You can fix that problem - you can listen to the program. They are very good editors, but I don't believe you're quoted out of context in any way.
You point out that OK Go represents a failure in so far as 'modern music publishers' weren't able to use the traditional means in their power to turn OK Go into a platinum seller. I suspect most people listening to the podcast slapped their hands against their foreheads collectively and said "Duh".
Billboard's position - your position, espoused in the podcast quite clearly, and as you're the mouth of Billboard for the purposes of that interview, Billboard's - is that you don't see the point of tracking music that isn't selling.
But music isn't selling, and you don't know why, and one of those reasons is that you haven't got a clue what people are listening to anymore.
NPR's right on the money, on this one. You've chosen to remove one of your eyes, somehow convinced that depth perception is just getting in your way.

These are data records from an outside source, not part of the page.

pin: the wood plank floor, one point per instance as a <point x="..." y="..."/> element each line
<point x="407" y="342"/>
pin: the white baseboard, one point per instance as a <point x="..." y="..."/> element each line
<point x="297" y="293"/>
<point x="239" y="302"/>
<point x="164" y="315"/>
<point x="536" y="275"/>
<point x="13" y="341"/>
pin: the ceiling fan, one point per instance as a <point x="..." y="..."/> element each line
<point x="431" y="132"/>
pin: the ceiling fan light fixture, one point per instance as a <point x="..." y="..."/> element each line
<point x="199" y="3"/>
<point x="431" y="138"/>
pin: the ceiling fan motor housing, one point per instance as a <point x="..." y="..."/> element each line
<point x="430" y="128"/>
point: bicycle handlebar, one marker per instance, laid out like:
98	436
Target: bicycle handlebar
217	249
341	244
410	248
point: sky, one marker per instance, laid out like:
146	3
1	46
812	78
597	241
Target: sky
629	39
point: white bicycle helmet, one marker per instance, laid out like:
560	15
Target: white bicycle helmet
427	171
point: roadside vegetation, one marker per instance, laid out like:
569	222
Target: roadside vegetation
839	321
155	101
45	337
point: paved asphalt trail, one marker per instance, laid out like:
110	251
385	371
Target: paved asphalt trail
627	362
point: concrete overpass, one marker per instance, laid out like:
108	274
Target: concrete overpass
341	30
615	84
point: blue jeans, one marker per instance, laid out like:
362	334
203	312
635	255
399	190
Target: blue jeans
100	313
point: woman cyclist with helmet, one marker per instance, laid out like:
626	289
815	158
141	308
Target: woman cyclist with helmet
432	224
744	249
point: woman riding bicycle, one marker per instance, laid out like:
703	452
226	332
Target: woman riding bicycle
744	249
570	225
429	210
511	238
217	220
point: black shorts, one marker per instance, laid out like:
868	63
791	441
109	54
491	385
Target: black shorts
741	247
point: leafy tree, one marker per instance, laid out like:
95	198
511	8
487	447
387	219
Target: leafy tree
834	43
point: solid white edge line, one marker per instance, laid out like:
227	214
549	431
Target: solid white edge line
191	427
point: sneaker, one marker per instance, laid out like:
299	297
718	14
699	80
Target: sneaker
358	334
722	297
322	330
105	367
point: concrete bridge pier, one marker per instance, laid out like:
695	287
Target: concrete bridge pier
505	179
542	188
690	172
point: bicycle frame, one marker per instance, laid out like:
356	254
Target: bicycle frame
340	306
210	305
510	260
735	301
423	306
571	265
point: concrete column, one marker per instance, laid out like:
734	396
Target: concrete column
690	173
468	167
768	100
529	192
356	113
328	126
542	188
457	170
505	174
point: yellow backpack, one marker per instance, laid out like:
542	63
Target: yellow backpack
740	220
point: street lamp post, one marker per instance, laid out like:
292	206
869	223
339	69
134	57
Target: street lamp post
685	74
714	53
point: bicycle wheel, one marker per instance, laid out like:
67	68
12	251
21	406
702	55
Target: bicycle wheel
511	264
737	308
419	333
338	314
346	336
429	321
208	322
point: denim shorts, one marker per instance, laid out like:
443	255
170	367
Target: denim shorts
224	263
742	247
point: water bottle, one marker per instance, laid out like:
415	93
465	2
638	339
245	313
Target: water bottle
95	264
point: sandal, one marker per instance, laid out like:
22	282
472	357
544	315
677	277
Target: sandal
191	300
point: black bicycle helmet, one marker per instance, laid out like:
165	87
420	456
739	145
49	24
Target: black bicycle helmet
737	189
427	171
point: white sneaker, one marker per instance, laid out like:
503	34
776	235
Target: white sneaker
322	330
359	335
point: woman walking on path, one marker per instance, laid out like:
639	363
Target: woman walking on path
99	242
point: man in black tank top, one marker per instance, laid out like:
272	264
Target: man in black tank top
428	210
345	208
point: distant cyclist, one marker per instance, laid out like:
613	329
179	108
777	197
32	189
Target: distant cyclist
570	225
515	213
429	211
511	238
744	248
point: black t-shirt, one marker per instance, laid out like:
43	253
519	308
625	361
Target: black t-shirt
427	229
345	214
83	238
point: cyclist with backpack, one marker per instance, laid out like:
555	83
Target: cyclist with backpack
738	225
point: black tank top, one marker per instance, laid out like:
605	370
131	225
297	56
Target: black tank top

If Billboard's purpose in creating a 'top 100' list of music is to chart what is selling in CD shops, then you're fine and dandy. If the purpose of the top 100 is to find out what a bunch of middle-aged people who are afraid of their laptops wants to go buy, that's great. In response to your comment, I don't know what that top 100 list is actually good for if it doesn't represent music I'd actually be interested in buying - and if I'm not interested in buying it, that's because the music industry is busy pushing the records on your list, the one I could care less about.
Don't accuse TechDirt of skewing your opinion - the tone of the report here was much more even handed than I'd have written up myself on what amounts to corporate myopia on your part.